O cauteleiro, indignado, interpelava-me: “acha bem, homens a casar com homens?” Confesso que não tinha pensado no assunto posta a questão nesses termos. Os do cauteleiro. E imaginei a cerimónia como ele a estava de certeza a pensar: um sólido e honrado lavrador beirão, de barba rija e grisalha, a enfiar uma aliança no dedo de um igualmente sólido e honrado operário metalúrgico.
Dias depois, o Bispo da Guarda declarou que com o casamento homossexual o governo está a tapar o sol com a peneira e a desviar as atenções dos verdadeiros problemas do país. A opinião publicada caiu-lhe em cima e os jornais assinalaram o seu soundbite com bolas pretas e setas para baixo.
Veio de seguida o meu amigo Carlos Peixoto, na qualidade de deputado eleito pelo PSD no círculo da Guarda a alertar para as perigosas portas que o casamento homossexual iria abrir: hoje isto, amanhã o casamento de primos, quiçá de pais com filhas e de irmãs com irmãos. Os blogues não gostaram e Carlos Peixoto apanhou pela medida grande – até o Bispo da Guarda, o mesmo do parágrafo anterior, achou que o deputado tinha ido longe demais. Estivessem os jornais de referência atentos e teríamos mais uma chuva de bolas pretas.
Não sei se o Presidente da República estava atento às opiniões das nossas autoridades civis e religiosas, e deixemos por agora o cauteleiro em paz, mas resolveu tomar partido no assunto colocando-se ao lado do Bispo da Guarda. Cavaco declara que mais importante do que o casamento entre homens (ou entre mulheres), está preocupado com a dívida externa (o Bispo da Guarda já tinha avisado que nem que estivéssemos todos um ano sem comer a poderíamos pagar), com o desemprego e com o défice.
Parecem todos muito razoáveis, mas não concordo com nenhum. Antes de mais, como advogado só posso aplaudir a ideia. Se se casam, terão de se divorciar também! A vida não anda tão boa que se possa desprezar toda uma nova linha de negócios. Do cauteleiro retenho e respeito a sua estupefacção, que também a mim me vai custar imaginar algumas bodas, mas desde o início dos tempos que houve casamentos estranhos e daí não veio mal de maior ao mundo ou inconveniente que não pudesse ser resolvido por um bom advogado (e lá estou eu outra vez a dar-lhe). As objecções do Carlos Peixoto valem o que valem mas não devem impressionar-nos muito: a admissão do casamento homossexual não abre outras portas se não essa mesma. Não há uma qualquer espiral de aberrações à espreita de vez. Não é a partir de aqui que vão começar a reclamar as uniões entre espécies diferentes ou se vai desencadear a grande farra universal.

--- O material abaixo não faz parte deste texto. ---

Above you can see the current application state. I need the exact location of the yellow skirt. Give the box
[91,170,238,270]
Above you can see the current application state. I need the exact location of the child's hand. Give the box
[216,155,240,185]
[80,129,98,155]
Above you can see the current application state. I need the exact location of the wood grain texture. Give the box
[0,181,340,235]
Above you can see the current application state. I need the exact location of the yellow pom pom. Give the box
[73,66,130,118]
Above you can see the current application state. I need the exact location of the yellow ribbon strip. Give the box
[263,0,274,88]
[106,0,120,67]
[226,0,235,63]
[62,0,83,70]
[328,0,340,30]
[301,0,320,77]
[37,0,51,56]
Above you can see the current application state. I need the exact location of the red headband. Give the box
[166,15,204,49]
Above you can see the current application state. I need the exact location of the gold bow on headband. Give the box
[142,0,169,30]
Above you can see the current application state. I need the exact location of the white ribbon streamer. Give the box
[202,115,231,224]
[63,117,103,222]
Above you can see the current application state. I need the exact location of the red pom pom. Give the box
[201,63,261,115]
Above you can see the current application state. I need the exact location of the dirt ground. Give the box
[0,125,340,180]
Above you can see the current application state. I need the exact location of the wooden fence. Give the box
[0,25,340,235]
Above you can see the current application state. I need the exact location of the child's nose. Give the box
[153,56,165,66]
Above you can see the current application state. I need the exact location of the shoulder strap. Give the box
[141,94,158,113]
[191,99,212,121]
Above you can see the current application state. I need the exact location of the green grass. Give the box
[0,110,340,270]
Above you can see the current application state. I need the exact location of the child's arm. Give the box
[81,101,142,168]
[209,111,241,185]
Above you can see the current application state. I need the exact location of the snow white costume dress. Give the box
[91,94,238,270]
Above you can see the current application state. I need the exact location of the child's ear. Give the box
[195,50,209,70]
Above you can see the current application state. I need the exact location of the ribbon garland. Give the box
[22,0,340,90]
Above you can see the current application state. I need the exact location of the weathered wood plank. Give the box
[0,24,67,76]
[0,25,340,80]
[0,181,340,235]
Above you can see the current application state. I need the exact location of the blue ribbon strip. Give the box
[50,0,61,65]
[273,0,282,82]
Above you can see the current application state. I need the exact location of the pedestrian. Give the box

As prioridades? Claro que há prioridades, assim como é evidente que por haver prioridades não deixa de haver as necessidades mais comezinhas, não desaparecem os problemas menos importantes, não prescindimos dos nossos hábitos. Ou vamos deixar de celebrar a consoada até estar resolvido o problema do défice?
É por isso que, mesmo achando que não é um problema tão grave nem tão urgente como isso, acho que é de resolver de uma vez, admitindo o casamento entre homossexuais (eles lá sabem da sua vida) – até para nos concentrarmos melhor no que realmente importa.